Entre parlamentares do Centrão, no entanto, há quem enxergue problemas nas alianças em alguns locais caso Baleia Rossi insista em transformar em crise a frase de Lula de que o “MDB é adversário do PT”.

É o caso de Maceió (AL), onde o PT conversava com o MDB local, dominado pelo ex-senador Renan Calheiros. Os entendimentos para o apoio petista a Rafael Brito (MDB) esfriaram, levando o partido de Lula a lançar a candidatura própria, nesta quarta-feira, 8, de Ricardo Barbosa.

Emedebistas temem que esse seja um dos primeiros efeitos práticos das desavenças do 1º de Maio. Esfriaram também as negociações para que o prefeito de Belo Horizonte, Fuad Noman (PSD), homem de confiança de Rodrigo Pacheco, tenha o apoio dos petistas. Se não houver acordo, o PT poderá oficializar a candidatura do deputado Rogério Correia (PT-MG).
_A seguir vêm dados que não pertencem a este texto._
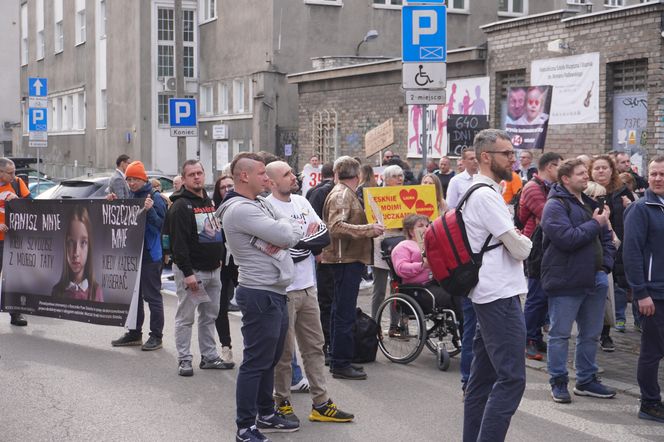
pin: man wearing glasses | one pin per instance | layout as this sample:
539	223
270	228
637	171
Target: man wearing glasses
10	188
498	372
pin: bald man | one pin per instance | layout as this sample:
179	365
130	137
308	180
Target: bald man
259	238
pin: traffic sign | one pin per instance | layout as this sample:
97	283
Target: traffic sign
425	97
37	119
424	33
37	87
424	75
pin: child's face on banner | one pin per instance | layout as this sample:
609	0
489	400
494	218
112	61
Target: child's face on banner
77	249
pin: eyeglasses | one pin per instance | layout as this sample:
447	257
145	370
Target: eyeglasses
507	153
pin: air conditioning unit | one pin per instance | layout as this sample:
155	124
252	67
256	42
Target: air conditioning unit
170	84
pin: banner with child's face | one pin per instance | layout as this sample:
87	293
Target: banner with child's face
73	259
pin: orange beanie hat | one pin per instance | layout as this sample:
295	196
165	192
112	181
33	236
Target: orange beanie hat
136	170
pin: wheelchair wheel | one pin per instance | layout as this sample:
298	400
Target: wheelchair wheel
443	359
442	331
402	332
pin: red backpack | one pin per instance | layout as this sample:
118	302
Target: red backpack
446	247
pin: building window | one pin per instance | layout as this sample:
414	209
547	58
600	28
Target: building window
41	43
80	21
457	5
58	30
395	4
207	98
629	75
102	18
513	7
208	10
223	98
188	49
24	34
162	108
238	96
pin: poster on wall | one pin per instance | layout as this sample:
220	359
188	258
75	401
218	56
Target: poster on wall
527	122
466	96
630	120
78	260
576	83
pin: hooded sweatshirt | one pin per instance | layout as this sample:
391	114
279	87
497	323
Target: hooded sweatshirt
259	237
195	233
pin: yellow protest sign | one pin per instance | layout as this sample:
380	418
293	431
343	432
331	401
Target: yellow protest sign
393	203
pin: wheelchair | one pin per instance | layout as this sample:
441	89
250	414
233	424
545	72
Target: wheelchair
415	316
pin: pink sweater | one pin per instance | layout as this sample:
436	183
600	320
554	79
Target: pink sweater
408	263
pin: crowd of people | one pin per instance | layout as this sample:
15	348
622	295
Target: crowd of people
578	238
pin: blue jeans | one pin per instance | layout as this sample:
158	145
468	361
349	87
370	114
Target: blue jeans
535	309
264	327
588	312
652	351
346	287
469	325
498	372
Para driblar a voracidade do Centrão, o Palácio do Planalto liberou, no último dia 30, R$ 4,9 bilhões em emendas parlamentares, sobretudo dos partidos ligados ao grupo, após pressões de deputados liderados por Arthur Lira. Entre 1º de janeiro e 29 de abril, o governo havia empenhado R$ 13,9 bilhões em emendas, a maior parte relativa a verbas do Ministério da Saúde, onde o Centrão tem interesses. Como se vê, os partidos desse grupo fisiológico usam os mais variados pretextos para reivindicar mais cargos e verbas.